To say that Mexico has a big branding problem might sound pretty flip. What America's southern neighbor faces is nothing that a smirking Don Draper type could spin: Its drug war has taken 40,000 lives in the past five years. Ciudad Juárez has become the world's murder capital. That's sort of like having Mogadishu, Somalia, just across the river from El Paso, Texas.

Of course, Mexico's other faces include Cabo San Lucas, the playground of Baja California. There's Cancún and Cozumel, white-sand magnets for spring breakers and divers. Mayan ruins. Luminous folk art. Cuisine.

Perceptions matter, whether from outside or within. They affect how a nation fares economically – tourism, business relations – and its political standing. On some level they might even help determine how much help is offered by outsiders in realms ranging from finance to security.

News last year of the killing of an American jet-skier – by Mexican drug traffickers, perhaps – on border-straddling Falcon Lake got Americans' attention. Now come reports that potent "black tar" heroin from Mexico is creeping into eastern US states. And 17 tons of marijuana were recently found in a border tunnel.

For Mexicans, perception hardens into an unkind reality. Bad news keeps coming, much of it linked to cartels flexing their muscles in increasingly bold ways, as Sara Miller Llana, the Monitor's Mexico City bureau chief, reports from Veracruz (see page 26). There are beheadings. Grenade attacks on police.

The Calderón government maintains that much of the violence is of the criminal-on-crimimal kind. But crossfire killings, peripheral damage, fear, and suspicion appear to be spreading.

In a drive-by shooting in western Sinaloa State recently, one of those killed was Diego Rivas, whose "narcocorridos," songs that glorify drug traffickers, apparently slighted the wrong drug lord. And when a helicopter crashed in fog Nov. 11, killing a top government drug enforcer, some wondered whether it had been a narcoterrorist hit. (Charges of government opacity and corruption also generate their own buzz.)

How does that kind of mounting cultural dysfunction hit people's perceptions of a country?

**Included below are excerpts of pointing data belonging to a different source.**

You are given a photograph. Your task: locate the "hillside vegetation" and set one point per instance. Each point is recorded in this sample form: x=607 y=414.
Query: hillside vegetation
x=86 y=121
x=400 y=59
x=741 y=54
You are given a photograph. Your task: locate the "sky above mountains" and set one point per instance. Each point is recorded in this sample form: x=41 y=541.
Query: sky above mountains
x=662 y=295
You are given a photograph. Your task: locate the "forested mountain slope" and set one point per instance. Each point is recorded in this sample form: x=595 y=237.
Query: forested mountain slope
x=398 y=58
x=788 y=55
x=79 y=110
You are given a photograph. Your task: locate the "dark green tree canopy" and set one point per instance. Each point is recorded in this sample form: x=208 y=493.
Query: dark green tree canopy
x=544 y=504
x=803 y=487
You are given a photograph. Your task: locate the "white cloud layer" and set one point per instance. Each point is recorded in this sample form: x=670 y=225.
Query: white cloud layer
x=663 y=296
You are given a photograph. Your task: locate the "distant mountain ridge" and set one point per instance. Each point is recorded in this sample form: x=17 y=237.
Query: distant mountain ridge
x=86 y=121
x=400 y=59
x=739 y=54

One metric, for what it's worth: FutureBrand, a global consultancy, just released its latest Country Brand Index. It surveys a range of data (including statistics on violence and unrest), adds insights gleaned from interviews with influential branding sources, and cranks out a list.

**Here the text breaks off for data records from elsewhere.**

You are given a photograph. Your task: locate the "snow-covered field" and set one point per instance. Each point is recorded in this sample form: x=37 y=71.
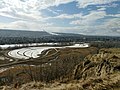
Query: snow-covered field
x=32 y=52
x=21 y=45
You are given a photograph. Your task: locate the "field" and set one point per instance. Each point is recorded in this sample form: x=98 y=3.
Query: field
x=68 y=68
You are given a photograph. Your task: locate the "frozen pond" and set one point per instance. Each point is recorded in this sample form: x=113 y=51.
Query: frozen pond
x=33 y=52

At No. 1 overall: America's northern neighbor and trade partner, Canada. (The United States was No. 6.) Mexico barely made the Top 50, landing at No. 47 of 113 countries. Surprisingly, it didn't even crack the Top 25 in the heritage and culture category (where Peru was ranked No. 4). It scored 23rd on tourism, behind Chile. Its beaches carried the flag – but only up to No. 14.

As I considered Mexico's "brand performance," I thought about a few reporting trips I took there in the mid-1990s for another magazine. One was for a business innovation story in Jalisco (still a favorite of American expats), where the only war was among cheerful distillers of the blue agave.

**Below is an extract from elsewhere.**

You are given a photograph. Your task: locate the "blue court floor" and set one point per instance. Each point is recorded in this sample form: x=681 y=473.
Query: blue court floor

Another was to Tamaulipas, where the government was trying to cast the cloud forest as a rising ecotourism haven. The terrain was spectacular, even if the sample excursion was charmingly rough around the edges. (The transmission of my guide's old, state-issued Chevy Suburban slipped ominously as we tackled steep grades. A planned short walkabout became a surreal five-hour climb during which gray squirrels kept being positioned as exotica.)

The capital, Ciudad Victoria, felt safe enough. But I remember leaving a hotel at dusk and seeing a man leaning against a wall with a lever-action rifle in his hands.

So what's it like there today?

"Tamaulipas probably wouldn't be so inviting right now," says Sara, describing a colleague who was trailed while trying to report at a school near Reynosa – then confronted and asked to leave.

In reporting this piece, Sara says she found hospitality – if some reticence – everywhere. But too few revealing, in-country trips are being planned anymore, she says. For now, that makes perceptions tough to change, and a national brand hard to lift.

"There are still great things going on," she says, "but people are not taking the risk to show them."